After care inadequate
However, the main nutrition care gap observed in the research is when patients leave hospital; the proportion of patients receiving medical nutrition dropped to 15% at discharge and 42% received no nutritional support whatsoever on leaving hospital.
This was despite 80% experiencing eating challenges such as lack of appetite, tiredness and difficulty swallowing after leaving hospital.
Commenting on this gap in support, Dr Cereda said: “For patients hospitalised with severe illness, nutrition support is essential to support recovery and needs to be continued after leaving hospital. This is an important point to address with regard to Covid-19 as many patients leave the hospital with a long road to recovery ahead of them.”
Muscle loss is a common complication of critical illness and after hospital discharge, 85% of patients surveyed felt they had lost muscle strength compared to before their illness, 42% felt a lot weaker and the majority reported struggling with daily activities like climbing the stairs, food shopping and preparing meals.
Dr Cereda suggested that implementing nutritional screening at discharge would help ensure that patients who need nutritional support receive it.
Tailored intervention involving protein
If possible, he said that interventions should be tailored to patients’ needs and should aim to ensure sufficient energy and protein intake - which is essential to maintain or improve weight and muscle.
“High protein is crucial during recovery from severe illness; therefore patients may need support from high protein oral nutritional supplements to achieve their protein needs,” Dr Cereda advised.
In addition, he said muscle-targeted medical nutrition containing whey, leucine and vitamin D has been shown to improve recovery outcomes, including muscle strength and physical function in patients with low muscle mass.
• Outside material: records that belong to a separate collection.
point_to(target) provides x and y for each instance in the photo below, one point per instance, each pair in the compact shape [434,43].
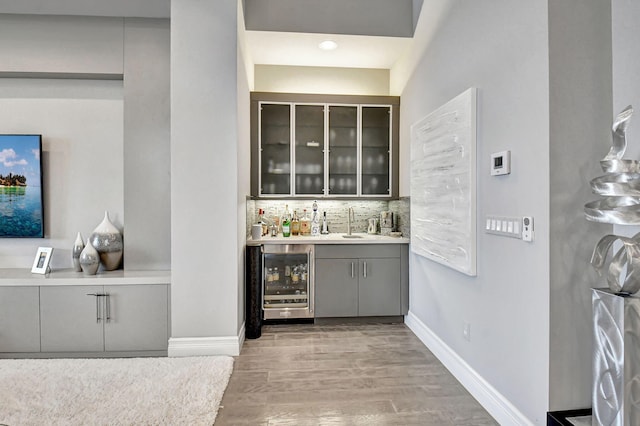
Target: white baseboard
[206,346]
[493,401]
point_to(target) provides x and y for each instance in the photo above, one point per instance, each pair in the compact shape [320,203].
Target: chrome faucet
[350,217]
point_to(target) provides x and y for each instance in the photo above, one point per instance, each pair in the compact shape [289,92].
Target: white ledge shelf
[24,277]
[334,238]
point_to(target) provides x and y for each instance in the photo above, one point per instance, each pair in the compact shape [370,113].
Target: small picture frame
[41,262]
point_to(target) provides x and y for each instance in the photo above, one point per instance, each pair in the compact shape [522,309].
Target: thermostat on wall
[501,163]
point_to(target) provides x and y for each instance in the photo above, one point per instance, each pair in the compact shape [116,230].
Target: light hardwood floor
[355,374]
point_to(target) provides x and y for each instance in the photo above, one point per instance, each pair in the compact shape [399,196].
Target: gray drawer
[341,251]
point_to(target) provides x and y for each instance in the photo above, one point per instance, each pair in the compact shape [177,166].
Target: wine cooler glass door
[287,282]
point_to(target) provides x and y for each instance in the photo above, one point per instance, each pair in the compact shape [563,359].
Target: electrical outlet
[466,331]
[527,228]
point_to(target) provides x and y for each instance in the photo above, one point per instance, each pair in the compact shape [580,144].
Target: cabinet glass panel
[376,144]
[343,150]
[275,144]
[286,281]
[309,153]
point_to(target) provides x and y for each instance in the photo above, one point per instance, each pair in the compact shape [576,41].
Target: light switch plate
[503,226]
[527,228]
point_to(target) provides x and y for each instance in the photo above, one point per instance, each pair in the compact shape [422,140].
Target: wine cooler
[287,281]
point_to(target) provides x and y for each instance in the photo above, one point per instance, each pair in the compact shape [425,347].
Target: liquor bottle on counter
[325,224]
[275,220]
[315,221]
[286,214]
[295,224]
[305,224]
[263,222]
[286,227]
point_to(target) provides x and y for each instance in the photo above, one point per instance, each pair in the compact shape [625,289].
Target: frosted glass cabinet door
[275,149]
[376,148]
[309,150]
[69,319]
[139,318]
[343,150]
[19,319]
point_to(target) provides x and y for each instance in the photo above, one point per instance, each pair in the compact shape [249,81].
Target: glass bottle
[287,215]
[305,224]
[315,221]
[275,219]
[286,227]
[263,222]
[295,224]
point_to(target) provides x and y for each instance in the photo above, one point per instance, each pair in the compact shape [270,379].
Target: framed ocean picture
[21,206]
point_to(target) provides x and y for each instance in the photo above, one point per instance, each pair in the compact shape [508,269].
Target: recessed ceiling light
[328,45]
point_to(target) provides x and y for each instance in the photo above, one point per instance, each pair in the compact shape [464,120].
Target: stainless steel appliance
[287,281]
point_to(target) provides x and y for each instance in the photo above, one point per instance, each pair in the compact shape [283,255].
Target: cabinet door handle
[108,297]
[97,296]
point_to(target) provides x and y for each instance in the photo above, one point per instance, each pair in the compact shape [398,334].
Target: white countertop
[334,238]
[24,277]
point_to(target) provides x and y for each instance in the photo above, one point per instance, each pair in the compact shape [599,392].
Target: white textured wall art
[443,184]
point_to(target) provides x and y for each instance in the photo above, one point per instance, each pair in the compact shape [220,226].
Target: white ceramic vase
[107,240]
[89,259]
[78,245]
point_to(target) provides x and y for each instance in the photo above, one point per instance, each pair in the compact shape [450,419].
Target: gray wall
[544,81]
[580,123]
[503,51]
[626,69]
[106,142]
[147,118]
[204,169]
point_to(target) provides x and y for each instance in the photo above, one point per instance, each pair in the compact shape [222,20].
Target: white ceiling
[301,49]
[264,47]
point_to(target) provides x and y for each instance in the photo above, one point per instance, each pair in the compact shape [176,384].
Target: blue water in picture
[20,186]
[20,212]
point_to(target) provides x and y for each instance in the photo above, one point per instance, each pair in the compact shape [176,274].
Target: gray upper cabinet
[19,319]
[324,146]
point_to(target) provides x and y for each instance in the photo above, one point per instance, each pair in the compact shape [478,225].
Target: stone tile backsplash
[336,212]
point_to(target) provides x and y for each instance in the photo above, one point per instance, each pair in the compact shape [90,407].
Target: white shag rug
[122,391]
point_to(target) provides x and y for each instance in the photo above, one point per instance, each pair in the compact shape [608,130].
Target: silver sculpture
[616,313]
[620,187]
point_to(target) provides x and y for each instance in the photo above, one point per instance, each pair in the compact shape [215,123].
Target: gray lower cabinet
[379,287]
[115,318]
[361,280]
[336,287]
[19,319]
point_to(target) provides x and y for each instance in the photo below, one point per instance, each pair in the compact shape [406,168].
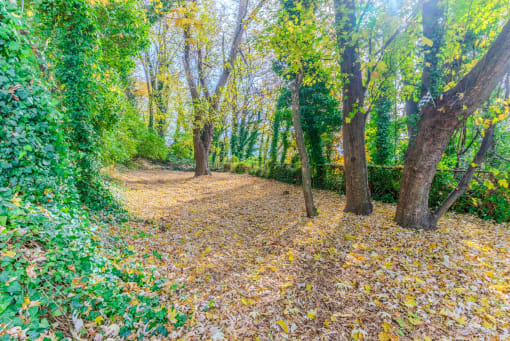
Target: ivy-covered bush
[34,161]
[152,146]
[484,200]
[60,276]
[57,277]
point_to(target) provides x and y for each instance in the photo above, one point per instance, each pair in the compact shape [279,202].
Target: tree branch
[466,178]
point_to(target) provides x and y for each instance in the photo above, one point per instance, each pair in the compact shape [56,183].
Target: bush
[54,266]
[153,147]
[182,148]
[384,184]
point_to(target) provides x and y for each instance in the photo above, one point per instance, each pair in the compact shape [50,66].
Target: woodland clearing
[252,266]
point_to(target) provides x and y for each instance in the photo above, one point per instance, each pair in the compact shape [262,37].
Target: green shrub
[53,265]
[182,148]
[153,147]
[384,184]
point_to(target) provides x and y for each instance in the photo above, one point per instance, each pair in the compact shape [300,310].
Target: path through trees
[253,265]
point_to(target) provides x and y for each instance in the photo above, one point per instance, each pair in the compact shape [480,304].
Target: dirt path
[254,267]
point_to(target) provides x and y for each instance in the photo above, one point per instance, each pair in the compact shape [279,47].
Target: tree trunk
[202,139]
[437,125]
[466,178]
[357,191]
[422,160]
[311,211]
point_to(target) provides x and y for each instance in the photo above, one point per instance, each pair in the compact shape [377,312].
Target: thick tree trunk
[311,211]
[466,178]
[357,191]
[436,126]
[421,164]
[202,139]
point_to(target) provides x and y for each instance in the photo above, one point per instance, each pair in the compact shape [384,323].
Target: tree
[437,123]
[357,192]
[319,115]
[296,27]
[206,102]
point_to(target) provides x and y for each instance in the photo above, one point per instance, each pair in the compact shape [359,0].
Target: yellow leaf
[9,253]
[247,301]
[283,325]
[172,314]
[410,301]
[384,336]
[367,289]
[386,327]
[503,183]
[99,320]
[291,256]
[427,41]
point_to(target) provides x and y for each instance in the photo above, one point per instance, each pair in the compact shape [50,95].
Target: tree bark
[203,123]
[466,178]
[357,191]
[202,139]
[437,125]
[311,211]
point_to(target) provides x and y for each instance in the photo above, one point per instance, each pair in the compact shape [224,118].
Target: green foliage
[152,146]
[53,263]
[34,161]
[182,146]
[381,148]
[486,201]
[57,266]
[319,117]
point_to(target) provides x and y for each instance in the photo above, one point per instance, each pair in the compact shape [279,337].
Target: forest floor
[254,267]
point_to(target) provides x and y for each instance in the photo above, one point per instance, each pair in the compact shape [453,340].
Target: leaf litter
[253,267]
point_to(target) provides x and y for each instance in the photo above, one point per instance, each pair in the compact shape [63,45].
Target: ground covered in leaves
[250,265]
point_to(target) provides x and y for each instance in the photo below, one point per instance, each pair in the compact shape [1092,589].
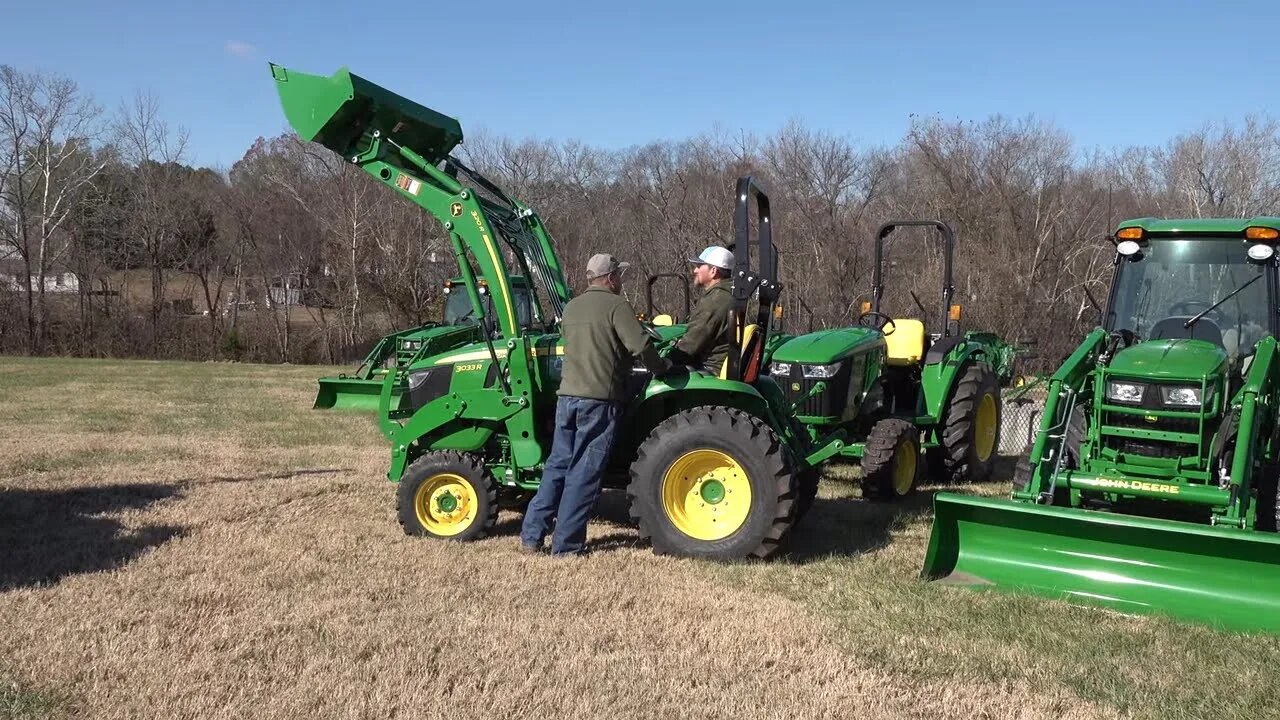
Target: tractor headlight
[1125,392]
[416,379]
[1182,396]
[821,370]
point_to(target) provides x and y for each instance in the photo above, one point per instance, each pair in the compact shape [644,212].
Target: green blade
[350,393]
[1198,573]
[338,109]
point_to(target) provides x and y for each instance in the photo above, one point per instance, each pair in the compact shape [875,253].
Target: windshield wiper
[1205,311]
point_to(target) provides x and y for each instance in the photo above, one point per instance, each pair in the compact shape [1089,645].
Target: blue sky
[620,74]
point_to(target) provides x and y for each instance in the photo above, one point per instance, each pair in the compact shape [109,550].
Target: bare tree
[155,153]
[49,164]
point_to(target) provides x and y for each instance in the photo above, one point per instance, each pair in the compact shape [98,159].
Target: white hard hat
[717,256]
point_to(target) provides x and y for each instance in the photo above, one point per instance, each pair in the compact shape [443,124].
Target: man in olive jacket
[707,338]
[602,335]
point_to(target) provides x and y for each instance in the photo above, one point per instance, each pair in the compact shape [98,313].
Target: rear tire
[970,427]
[447,495]
[691,469]
[892,460]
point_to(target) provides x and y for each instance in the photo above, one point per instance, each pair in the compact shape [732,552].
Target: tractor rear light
[821,370]
[1125,392]
[1128,247]
[1182,396]
[1261,251]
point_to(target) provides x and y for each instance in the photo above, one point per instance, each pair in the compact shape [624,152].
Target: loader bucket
[350,393]
[1226,578]
[338,109]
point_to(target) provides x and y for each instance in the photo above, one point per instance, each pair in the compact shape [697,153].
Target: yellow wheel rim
[904,468]
[984,427]
[446,504]
[705,495]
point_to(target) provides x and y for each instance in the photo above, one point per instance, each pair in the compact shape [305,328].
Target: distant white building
[13,276]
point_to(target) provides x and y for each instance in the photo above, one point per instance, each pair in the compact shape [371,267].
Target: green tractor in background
[908,390]
[1152,482]
[712,464]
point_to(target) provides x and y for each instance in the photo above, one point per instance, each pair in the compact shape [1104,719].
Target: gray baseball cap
[602,264]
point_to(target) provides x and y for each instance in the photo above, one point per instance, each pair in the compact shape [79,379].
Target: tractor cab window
[457,306]
[1171,281]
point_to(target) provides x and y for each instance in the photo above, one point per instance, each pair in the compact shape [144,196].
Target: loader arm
[402,145]
[1064,386]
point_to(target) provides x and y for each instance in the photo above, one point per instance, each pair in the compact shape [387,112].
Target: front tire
[447,495]
[713,482]
[891,460]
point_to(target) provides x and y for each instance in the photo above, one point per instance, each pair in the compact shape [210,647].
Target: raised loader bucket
[350,393]
[338,109]
[1198,573]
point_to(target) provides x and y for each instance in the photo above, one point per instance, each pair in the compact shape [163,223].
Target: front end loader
[709,463]
[1151,483]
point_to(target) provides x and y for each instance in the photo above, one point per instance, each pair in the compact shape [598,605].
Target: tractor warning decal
[408,185]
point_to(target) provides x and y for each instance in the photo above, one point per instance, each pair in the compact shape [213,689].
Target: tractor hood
[827,346]
[1170,359]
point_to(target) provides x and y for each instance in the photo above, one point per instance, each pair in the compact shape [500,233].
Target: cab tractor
[1151,484]
[711,463]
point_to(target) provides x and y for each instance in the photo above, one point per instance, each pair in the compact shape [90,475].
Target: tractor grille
[831,401]
[1151,447]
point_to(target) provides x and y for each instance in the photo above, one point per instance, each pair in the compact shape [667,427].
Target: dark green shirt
[705,341]
[602,335]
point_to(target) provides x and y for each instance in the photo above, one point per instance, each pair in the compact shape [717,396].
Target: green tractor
[1151,484]
[360,390]
[912,391]
[711,463]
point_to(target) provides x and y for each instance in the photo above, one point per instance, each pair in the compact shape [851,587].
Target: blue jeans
[571,477]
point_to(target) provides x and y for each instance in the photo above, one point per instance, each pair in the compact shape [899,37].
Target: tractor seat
[748,333]
[905,345]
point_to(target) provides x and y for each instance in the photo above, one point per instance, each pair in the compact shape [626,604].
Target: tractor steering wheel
[878,322]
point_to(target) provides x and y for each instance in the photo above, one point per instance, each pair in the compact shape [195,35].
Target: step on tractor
[711,463]
[1151,483]
[906,392]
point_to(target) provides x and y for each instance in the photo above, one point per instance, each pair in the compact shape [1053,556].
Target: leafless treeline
[168,260]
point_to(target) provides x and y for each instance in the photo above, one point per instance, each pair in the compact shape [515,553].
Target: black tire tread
[877,464]
[959,461]
[465,464]
[725,420]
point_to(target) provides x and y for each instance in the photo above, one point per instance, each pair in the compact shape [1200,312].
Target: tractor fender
[942,370]
[460,420]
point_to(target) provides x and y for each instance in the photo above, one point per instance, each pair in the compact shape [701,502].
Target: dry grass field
[193,541]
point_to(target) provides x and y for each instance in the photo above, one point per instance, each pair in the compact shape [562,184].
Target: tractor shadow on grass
[840,527]
[51,534]
[611,513]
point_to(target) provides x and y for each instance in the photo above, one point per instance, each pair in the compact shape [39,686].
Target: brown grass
[192,541]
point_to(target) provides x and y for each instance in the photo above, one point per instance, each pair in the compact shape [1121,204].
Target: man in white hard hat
[707,340]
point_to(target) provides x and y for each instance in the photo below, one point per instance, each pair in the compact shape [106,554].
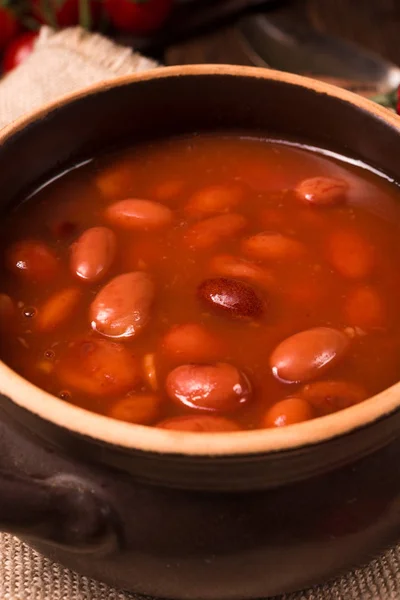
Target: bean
[308,354]
[212,231]
[214,200]
[93,253]
[199,424]
[216,388]
[141,215]
[239,268]
[122,307]
[288,412]
[322,191]
[149,370]
[230,297]
[33,260]
[58,308]
[350,254]
[330,396]
[272,246]
[191,342]
[98,367]
[142,409]
[7,311]
[364,307]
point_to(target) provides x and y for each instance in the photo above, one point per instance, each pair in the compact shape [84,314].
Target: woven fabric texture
[63,62]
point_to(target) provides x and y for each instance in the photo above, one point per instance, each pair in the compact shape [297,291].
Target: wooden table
[375,24]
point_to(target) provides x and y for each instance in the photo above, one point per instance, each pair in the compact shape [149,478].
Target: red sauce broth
[238,240]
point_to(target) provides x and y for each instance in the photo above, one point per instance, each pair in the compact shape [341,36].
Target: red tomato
[64,13]
[8,26]
[18,50]
[138,16]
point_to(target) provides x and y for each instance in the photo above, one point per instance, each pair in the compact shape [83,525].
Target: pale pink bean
[308,354]
[93,253]
[140,215]
[122,307]
[220,387]
[322,191]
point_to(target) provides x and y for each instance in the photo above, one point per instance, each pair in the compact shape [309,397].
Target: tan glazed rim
[151,439]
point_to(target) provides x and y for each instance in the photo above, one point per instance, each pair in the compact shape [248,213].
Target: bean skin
[33,260]
[139,215]
[122,307]
[308,354]
[212,231]
[288,412]
[93,253]
[142,409]
[272,246]
[199,424]
[216,388]
[330,396]
[191,342]
[322,191]
[7,311]
[98,367]
[230,297]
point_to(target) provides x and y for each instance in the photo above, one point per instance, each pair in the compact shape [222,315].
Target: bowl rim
[150,439]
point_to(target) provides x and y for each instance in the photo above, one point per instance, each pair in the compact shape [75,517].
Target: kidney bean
[212,231]
[239,268]
[93,253]
[149,369]
[142,409]
[98,367]
[191,342]
[7,311]
[230,297]
[308,354]
[364,307]
[58,308]
[214,200]
[142,215]
[330,396]
[122,307]
[350,253]
[219,387]
[272,246]
[288,412]
[322,191]
[168,190]
[199,424]
[33,260]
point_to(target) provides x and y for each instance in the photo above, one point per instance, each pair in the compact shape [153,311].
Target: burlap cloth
[63,62]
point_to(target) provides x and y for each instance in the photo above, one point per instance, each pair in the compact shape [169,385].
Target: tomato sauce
[210,283]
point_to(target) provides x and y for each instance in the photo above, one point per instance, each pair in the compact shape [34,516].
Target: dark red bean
[230,297]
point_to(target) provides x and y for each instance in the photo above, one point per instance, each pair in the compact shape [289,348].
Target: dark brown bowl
[184,515]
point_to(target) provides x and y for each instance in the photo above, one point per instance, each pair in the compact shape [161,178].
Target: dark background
[375,24]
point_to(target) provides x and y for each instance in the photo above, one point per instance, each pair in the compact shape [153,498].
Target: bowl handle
[64,510]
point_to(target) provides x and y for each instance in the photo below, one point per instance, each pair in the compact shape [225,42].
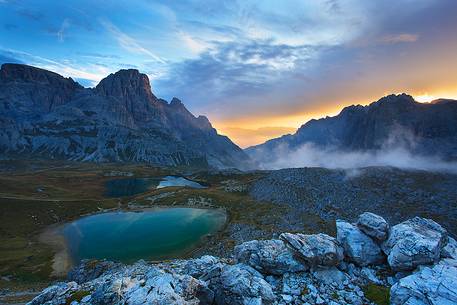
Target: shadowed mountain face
[44,115]
[391,122]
The Foundation is currently investigating its impact in patients recovering from Covid-19 in a large-scale clinical trial across 16 hospitals in Madrid.
Overall, Nutricia said the survey indicates potential challenges in ensuring continuity of care after hospital discharge.
“More attention is needed on managing the transition from the hospital to patients’ homes, and ensuring the inclusion of nutritional assessment and nutritional care in discharge protocols. Ensuring medical nutrition as an integral part of patient care across care settings will contribute to better outcomes, both from a patient as well as a health systems perspective,” said Dr Kamphuis.
To this end, last year, the ESPEN issued recommendations to include nutritional support as part of the management of Covid-19 patients.